THU-DA-6D-Pose-Group/CATRE

Question about the paper about not using CAD models during training

Closed this issue ยท 6 comments

Thanks for sharing great work with code.
I have a simple question related to the papers. I saw that your paper emphasizes not using CAD models during training and inference but utilizing shape priors from SPD. From my understanding, the shape priors you used (SPD) are generated by Farthest Point Sampling (FPS) exact CAD models. I agree that not using exact CAD during inference, but not training. Can you explain the reason you also mentioned training?? Have I missed something??

To solve this dilemma, we propose a novel method for CATegory-level object pose REfinement (CATRE), leveraging the abstract shape prior information instead of exact CAD models.

First, it relies on CAD models to provide supervision signals (i.e., NOCS map) for training, while CATRE does not need exact
CAD models during training or inference.

https://github.com/mentian/object-deformnet/blob/a2dcdb87dd88912c6b51b0f693443212fde5696e/preprocess/shape_data.py#L33

Hi.

A mean shape is reconstructed from the mean latent embedding for each category trained with a large amount of synthetic point cloud models from ShapeNet using an encoder-decoder framework. (Sec3.2)
So only the models from ShapeNet are used rather than the exact CAD models of the training/testing set.

Moreover, for CATRE, you can use 3D bounding boxes or axis as shape prior. They don't rely on any models.

(1) As you know, the CAMERA25 dataset comes from the ShapeNet, as mentioned in the original NOCS paper,

we introduce a spatially context-aware mixed reality method to automatically generate large amounts of data (275K training, 25K testing) composed of realistic-looking synthetic objects from ShapeNetCore [8] composited with real tabletop scenes.

(2) SPD paper mentioned they use the same instance of CAMERA training set to train mean shape.

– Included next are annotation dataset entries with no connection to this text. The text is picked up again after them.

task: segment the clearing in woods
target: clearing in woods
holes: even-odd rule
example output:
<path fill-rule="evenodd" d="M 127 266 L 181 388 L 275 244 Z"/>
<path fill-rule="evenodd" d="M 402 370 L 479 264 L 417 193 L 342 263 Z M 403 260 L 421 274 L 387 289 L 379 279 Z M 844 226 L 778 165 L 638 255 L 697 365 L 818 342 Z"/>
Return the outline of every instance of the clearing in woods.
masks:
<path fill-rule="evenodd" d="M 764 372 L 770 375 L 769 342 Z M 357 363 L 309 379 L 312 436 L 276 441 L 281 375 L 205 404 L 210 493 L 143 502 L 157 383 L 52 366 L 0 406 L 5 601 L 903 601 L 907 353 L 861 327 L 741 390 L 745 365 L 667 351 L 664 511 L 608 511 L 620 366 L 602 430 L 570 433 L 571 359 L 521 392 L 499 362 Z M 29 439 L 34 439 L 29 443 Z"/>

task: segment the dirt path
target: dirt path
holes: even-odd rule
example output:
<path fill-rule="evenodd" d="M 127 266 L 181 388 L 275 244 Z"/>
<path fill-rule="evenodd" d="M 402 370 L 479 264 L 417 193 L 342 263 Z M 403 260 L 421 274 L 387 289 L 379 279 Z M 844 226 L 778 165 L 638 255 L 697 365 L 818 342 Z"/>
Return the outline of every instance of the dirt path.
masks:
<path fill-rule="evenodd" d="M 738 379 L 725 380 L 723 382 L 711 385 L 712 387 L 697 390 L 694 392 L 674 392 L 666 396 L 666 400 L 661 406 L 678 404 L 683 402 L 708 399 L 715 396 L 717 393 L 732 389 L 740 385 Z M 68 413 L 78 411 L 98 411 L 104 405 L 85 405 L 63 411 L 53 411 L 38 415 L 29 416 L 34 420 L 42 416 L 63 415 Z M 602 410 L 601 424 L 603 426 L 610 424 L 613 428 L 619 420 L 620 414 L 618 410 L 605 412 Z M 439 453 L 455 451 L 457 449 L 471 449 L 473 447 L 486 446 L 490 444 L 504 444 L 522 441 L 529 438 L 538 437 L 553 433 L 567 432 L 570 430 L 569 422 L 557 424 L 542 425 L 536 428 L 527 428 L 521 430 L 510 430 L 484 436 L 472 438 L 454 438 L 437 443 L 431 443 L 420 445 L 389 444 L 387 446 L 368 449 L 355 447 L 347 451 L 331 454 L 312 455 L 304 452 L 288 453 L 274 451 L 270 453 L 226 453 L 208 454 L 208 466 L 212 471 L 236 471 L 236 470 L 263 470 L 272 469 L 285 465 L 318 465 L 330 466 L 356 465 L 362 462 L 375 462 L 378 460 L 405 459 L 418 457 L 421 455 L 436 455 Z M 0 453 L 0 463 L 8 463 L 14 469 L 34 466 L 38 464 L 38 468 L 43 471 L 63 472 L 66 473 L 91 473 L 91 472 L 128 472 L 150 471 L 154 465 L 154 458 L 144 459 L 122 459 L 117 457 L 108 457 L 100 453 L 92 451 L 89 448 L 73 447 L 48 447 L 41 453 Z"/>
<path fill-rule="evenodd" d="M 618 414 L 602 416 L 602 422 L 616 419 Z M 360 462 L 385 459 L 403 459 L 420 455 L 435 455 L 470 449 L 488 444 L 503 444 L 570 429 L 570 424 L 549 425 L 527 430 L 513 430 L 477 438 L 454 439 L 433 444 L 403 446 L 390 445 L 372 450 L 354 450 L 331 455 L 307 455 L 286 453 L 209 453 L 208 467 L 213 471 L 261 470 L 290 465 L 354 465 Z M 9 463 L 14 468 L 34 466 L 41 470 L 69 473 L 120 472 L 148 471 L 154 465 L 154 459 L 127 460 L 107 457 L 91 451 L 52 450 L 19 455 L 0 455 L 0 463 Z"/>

We collect all the instances in the CAMERA training dataset to train the autoencoder. Shape priors are learned from this collection and used in all experiments.

(3) From my understanding, the points used for training the mean shapes come from ShapeNet CAD models. SPD uses farthest point sampling (FPS) from the ShapeNet CAD models with the encoder-decoder framework.

I agree that 3D bounding boxes or axis are not using CAD during training, but your final proposed CATRE model uses the mean shape. From (1-3) observations, I wonder if you still can argue not using 3D CAD models compared to NOCS. Or Do you use a different dataset to train the mean shape compared to SPD?? What do you think?

Thanks for the discussion. I think the description "does not need exact CAD models" might mislead some readers. As you said the shape prior from SPD was trained with farthest point sampling (FPS) from the ShapeNet CAD models. In my opinion, FPS models are not "exact" models. Actually, shape priors can be obtained from non-exact models (such as inaccurate reconstructed models) in theory (also for training SPD). In the extreme cases, they can be 3D bboxes or axes. Moreover, we do not rely on any "exact" CAD models explicitly in training CATRE. So I think it is still valid for the argument in the paper.

I agree with Gu's opinion.
Actually, the "mean shape" is a shared non-exact model in one category, so you can extract them in some other instances but it still works for the training/testing instances.
As evidence, the main experiments in the paper are conducted on the REAL275 dataset rather than the CAMERA25 dataset, but CATRE works in these two datasets simultaneously.

I really appreciate your replies, @wangg12 and @shanice-l.
I have some follow-up questions and am sorry for the many questions to understand your method. I think my question starts from not clearly understanding "exact CAD models".

Q1. If you say FPS models, not exact models. What is the difference regarding not using exact models compared to existing FPS methods (ex, SPD)? Does your method have any new methods for not using exact models? Or the advantage of not using a CAD model comes from SPD?

Q2. NOCS map is generated by rendered points, and CAD is not used as explicitly as training signals. It could also be seen as not an exact model, what do you think? What is your definition of using exact CAD models?

Q3. When I thought, it seems more important to whether the use or not a CAD model than to whether the use or not an "exact" CAD model. What do you think?

I think I have answered your question in the title. If you have any further questions, plz open a new issue :)